An open courtyard with a great view

The aforementioned great view

Winding stairs connect different streets

Far more decorative than the ones back home

Wave to Teddy!

Awesome carvings

A typical street

I had fun meandering down streets on a whim, and slipping into cathedrals when I got too cold. The Le Mans cathedral reminded me a lot of many others I've seen, especially in terms of architecture, but it did have two outstanding features. First, it has about 50 wood carvings showing different scenes from Jesus' life and teachings dating from the Middle Ages, which are pretty impressive. Second, it has a chapel that is painted as it would have been in the Middle Ages. Back then, these cathedrals would not have been left just plain stonework; much of the walls and ceilings would have been brightly painted with angels, saints, and biblical figures. The gloomy old churches we see would once have been bright and festive.

The old clocktower on the cathedral

The tourism office was closed; no free brochures :(

Middle Ages, much?

The main Cathedral

And its impressive entrance

The house across the street

Front of the cathedral

The "newer" section

One of 50 wood carvings

The painted chapel

At one time, the whole cathedral would have look like this

The bare white walls of the sanctuary

The town hall looks practically
 brand new compared to its neighbors

Buildings in the newer part of Le Mans

It was snowing when I left Caen, and it was snowing while I explored Le Mans.

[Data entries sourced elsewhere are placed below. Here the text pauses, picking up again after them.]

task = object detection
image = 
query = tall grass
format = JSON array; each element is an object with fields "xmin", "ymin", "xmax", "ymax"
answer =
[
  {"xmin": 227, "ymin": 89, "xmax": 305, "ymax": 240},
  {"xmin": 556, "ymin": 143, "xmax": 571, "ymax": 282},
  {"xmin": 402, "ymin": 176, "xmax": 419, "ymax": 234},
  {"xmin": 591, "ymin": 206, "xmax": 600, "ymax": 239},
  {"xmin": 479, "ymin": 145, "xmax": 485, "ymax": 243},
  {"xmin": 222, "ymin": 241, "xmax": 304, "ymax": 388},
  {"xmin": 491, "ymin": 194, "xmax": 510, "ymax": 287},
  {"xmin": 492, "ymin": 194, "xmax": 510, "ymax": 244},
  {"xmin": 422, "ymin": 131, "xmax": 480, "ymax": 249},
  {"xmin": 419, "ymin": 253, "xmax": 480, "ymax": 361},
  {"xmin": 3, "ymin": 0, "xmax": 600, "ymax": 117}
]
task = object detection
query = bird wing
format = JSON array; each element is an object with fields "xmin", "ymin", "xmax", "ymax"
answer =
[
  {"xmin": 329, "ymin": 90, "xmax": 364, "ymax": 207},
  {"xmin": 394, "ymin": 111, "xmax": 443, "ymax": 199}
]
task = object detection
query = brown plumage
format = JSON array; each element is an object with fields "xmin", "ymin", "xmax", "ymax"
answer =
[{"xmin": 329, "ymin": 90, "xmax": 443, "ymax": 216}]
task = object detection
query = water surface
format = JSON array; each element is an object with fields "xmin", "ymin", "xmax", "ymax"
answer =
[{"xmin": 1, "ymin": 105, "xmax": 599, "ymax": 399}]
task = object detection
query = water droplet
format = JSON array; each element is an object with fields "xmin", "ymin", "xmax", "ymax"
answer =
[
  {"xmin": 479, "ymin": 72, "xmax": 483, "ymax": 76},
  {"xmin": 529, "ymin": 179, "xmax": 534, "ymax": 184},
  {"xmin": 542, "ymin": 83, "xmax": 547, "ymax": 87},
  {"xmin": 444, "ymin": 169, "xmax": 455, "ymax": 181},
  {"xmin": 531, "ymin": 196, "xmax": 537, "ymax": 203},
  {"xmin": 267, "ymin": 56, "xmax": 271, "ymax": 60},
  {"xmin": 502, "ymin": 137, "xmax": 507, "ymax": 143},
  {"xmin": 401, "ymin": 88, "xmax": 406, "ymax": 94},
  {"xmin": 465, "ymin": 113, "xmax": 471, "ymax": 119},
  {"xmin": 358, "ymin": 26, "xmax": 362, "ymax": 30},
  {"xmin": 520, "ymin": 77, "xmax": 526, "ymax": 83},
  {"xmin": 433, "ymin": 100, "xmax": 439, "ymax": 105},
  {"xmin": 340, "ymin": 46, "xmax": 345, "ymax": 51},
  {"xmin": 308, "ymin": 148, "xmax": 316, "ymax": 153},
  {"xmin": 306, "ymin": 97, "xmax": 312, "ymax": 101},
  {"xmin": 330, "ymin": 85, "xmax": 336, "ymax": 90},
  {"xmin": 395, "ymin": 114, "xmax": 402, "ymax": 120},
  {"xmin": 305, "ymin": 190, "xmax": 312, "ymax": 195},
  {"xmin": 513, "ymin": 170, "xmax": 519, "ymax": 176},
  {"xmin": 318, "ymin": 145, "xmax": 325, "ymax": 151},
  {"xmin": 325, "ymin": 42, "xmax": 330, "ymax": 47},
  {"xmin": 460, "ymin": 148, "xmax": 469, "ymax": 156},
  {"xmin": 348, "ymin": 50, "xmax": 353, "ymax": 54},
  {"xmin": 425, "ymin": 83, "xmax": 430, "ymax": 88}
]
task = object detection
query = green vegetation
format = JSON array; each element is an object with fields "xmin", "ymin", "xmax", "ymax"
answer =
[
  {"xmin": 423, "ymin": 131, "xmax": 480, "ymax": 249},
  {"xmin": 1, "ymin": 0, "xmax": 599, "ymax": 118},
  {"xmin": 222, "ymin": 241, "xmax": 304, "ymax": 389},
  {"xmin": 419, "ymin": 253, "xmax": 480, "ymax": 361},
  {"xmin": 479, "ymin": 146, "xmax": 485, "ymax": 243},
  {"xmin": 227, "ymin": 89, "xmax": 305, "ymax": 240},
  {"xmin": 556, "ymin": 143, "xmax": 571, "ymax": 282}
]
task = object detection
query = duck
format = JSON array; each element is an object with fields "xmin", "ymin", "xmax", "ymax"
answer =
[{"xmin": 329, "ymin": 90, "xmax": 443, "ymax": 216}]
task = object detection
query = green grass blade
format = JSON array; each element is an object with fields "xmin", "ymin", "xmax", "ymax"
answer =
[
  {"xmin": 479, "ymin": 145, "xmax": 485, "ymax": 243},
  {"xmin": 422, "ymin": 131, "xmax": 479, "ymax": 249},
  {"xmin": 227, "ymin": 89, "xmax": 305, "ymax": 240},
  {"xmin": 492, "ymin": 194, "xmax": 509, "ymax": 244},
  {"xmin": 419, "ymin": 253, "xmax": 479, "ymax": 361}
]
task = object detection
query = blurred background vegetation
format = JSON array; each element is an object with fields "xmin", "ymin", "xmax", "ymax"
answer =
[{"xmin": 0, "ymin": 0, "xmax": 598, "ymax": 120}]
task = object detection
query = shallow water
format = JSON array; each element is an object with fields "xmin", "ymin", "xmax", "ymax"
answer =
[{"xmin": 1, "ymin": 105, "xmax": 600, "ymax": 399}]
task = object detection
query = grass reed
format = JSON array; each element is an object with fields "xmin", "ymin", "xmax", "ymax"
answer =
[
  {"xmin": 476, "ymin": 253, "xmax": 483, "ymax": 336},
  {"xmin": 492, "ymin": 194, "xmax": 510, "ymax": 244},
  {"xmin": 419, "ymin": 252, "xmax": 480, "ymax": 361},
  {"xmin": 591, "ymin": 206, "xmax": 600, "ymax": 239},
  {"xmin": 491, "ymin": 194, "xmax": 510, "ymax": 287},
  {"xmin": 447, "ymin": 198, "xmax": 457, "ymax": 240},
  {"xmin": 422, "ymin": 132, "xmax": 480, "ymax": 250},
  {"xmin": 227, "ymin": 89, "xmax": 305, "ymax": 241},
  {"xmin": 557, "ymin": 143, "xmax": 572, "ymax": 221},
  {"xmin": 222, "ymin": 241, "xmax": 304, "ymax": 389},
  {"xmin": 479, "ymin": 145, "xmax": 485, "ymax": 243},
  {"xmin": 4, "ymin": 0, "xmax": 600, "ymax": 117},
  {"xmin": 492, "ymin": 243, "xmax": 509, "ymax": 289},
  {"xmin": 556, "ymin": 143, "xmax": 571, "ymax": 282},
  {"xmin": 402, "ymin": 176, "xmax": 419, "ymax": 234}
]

It made for a lovely picturesque train ride through the French countryside; it was not fun to walk around in. I was basically a popsicle when I ducked into a cafe for lunch. House specialty: Boeuf bourguignon. It was delicious, and warm. 
Boeuf bourguignon

Leon Bollee
Before catching my train to my next destination, I ran into a statue of Leon Bollee. He was a French automobile manufacturer and inventor around the turn of the century. He invented and built various simple calculators, a steam locomotive, and started a car company in Le Mans. He was the first guy to put rubber tires on his vehicles. He was also pals with the Wright brothers; when they came to show off their planes in France, they used his factory for prep work.